I tend to start with a warm shower and stretch while under the water (I have a huge shower with a flat floor so this is no problem.) Then, I transition to cold water and wind up with the water all the way cold. Works for me, ymmv.


----------



## majbuzz (Nov 30, 2012)

I heard/read somewhere that the benefit of a cold soak after a ride diminishes the longer you wait after a ride. That being said, I usually just take a tepid shower or bath depending on how I feel when I get home (usually have to drive bike to areas that I ride unfortunately). Did the ice bath once and it was miserable as nbaffaro said.


----------



## Cartoscro (Sep 10, 2012)

As somebody that only rides 100-150 miles a week, any benefit of cold bath or shower would be negated by the sheer torture freezing my ass off. Soreness after a ride can feel good if you are in the right frame of mind.


----------



## AndrwSwitch (May 28, 2009)

When I'm being "good," I try to stretch after a workout. I think it helps me feel more relaxed, physically. I like a hottish shower, it feels good. I don't like to be cold, and I get that anyway in the winter.


----------



## adjtogo (Nov 18, 2006)

There would be absolutely no way I'd even consider taking an ice bath after a ride.
At the tail end of my ride, I do a cool down for a few miles, bringing my heart rate back down to 80-90 BPM. I pedal very slowly to ensure any lactic acid built up in my muscles goes down and I don't tighten up. Sometimes, I might only be going 7-9 mph and feel like I'm crawling, but this helps me get my breath back as well.

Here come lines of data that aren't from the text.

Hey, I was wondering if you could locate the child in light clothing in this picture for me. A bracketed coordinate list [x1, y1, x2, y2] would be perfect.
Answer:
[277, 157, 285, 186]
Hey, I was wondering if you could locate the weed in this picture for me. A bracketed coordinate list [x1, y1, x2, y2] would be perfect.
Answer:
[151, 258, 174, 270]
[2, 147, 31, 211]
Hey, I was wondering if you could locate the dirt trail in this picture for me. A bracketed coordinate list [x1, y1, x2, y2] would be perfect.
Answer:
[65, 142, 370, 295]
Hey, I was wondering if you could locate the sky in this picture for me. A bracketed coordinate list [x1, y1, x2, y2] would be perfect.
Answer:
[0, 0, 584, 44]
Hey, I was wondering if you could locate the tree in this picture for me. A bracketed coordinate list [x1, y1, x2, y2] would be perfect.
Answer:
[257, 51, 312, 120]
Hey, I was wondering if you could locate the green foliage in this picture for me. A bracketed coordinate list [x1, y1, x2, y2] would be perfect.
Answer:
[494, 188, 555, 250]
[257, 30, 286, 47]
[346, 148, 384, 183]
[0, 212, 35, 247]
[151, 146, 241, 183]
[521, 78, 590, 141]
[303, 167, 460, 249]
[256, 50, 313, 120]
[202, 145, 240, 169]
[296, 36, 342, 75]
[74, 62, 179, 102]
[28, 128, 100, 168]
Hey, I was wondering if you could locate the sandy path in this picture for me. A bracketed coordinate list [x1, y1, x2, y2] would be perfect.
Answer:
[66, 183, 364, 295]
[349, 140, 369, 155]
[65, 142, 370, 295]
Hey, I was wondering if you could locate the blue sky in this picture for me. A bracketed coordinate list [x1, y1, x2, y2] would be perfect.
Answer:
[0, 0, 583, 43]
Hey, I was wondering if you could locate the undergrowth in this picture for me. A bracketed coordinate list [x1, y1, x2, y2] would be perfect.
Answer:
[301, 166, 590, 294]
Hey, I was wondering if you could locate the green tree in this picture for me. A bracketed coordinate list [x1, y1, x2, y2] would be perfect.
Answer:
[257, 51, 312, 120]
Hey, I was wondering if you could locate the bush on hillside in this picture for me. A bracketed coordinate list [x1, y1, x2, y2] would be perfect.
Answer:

I change out immediately and put my clothes in the washer after I strip at the front door. After that, I put on a pair of shorts and workout shirt and take a slow walk to cool down. Sometimes, I'll pull out my hose and do a cool rinse off outside for a bit and then dry off. I live in hot and humid Florida, so nothing is dry when I get back from a ride. After that, I'll head to the shower if I'm completely dried. I tend to take a cool to a luke warm shower. The last thing I want is to be iced nor to be in a very hot shower.

I'll stay in the shower as long as needed until I feel clean and refreshed. Afterwards, I sit inside my centrally air conditioned house and enjoy a nice fruit smoothie or cold non-alcoholic drink and relax until I'm completely refreshed.


----------